Researchers, led by a team from Oregon State University, assessed the role climate change may have played in extreme fire weather conditions that accompanied recent large blazes in those states in September, October and November.

They examined the weather conditions during big fires driven by strong offshore winds like California’s Santa Ana and Diablo winds and western Oregon’s East wind.

Researchers also assessed conditions similar to those seen during recent catastrophic fires such as Northern California’s Wine Country fires in October 2017, the Camp Fire in November 2018 and the North Complex Glass fires in September 2020.

The study, published in the journal Geophysical Research Letters earlier this month, found that human-induced climate change reduced the frequency of those winds in the two year study period of 2017 and 2018.

However, scientists said the four areas studied in the research were more likely to have extreme autumn fire weather than they would have had without human-induced rise in atmospheric aerosols and carbon dioxide.

“Despite a small decrease in the frequency of strong offshore winds, anthropogenic climate change has already increased the likelihood of extreme autumn fire weather across most of the west coast of the US through higher temperature and drier fuels, heightening the risk to life and property,” researchers wrote in the study.

California and western Oregon have experienced their largest and most destructive wildfires ever recorded over the last few years.

Experts say the rapid and extensive growth of many of the autumn fires was driven by strong, dry, offshore, downslope winds blowing across fuels that had become very parched over the summer.

In the study, scientists set the atmospheric carbon dioxide (CO2) and aerosol concentrations to mid-19th century levels, and performed thousands of simulations with present-day CO2 and aerosol concentrations.

They also conducted thousands more simulations with CO2 and aerosol concentrations set to pre-industrial levels.

Researchers also compared the likelihood of extreme autumn fire weather conditions – defined as conditions, which without human influence, would occur once every 20 years – between the two sets of simulations.

“We found that when CO2 and aerosols from human activity were included, the chance of extreme conditions was 40% higher in those areas of California and Oregon where recent autumn fires have occurred,” Dr Hawkins said.

“The jump was mainly because of an increase in temperature and fuel aridity and not an increase in wind speeds. In fact, we found anthropogenic climate change slightly decreased the frequency of strong, dry, offshore winds,” she added.

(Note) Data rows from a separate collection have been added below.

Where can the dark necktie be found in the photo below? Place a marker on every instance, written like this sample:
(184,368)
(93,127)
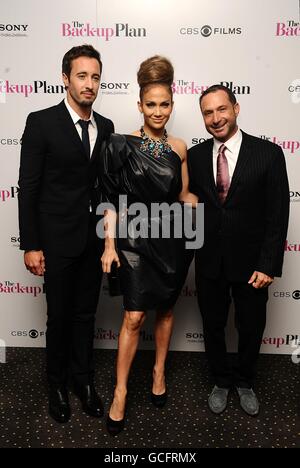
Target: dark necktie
(84,124)
(222,179)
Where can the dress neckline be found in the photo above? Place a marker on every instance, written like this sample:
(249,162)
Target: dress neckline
(140,138)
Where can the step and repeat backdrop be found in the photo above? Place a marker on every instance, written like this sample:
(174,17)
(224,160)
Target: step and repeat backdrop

Scientists said the 40 per cent likelihood increase is the average across western US, and that this rise is smaller or larger in specific regions.

“What our research demonstrates is that anthropogenic climate change has already increased the likelihood of autumn wind-driven extreme fire weather conditions in the West,” Dr Hawkins said.

“Together with non-climatic factors like biomass accumulation and more and more people living in the wildland urban interface in fire-prone lands, that means overall fire risk is going up. Approaches such as we used here can guide fire risk assessments and fire adaptation efforts,” she added.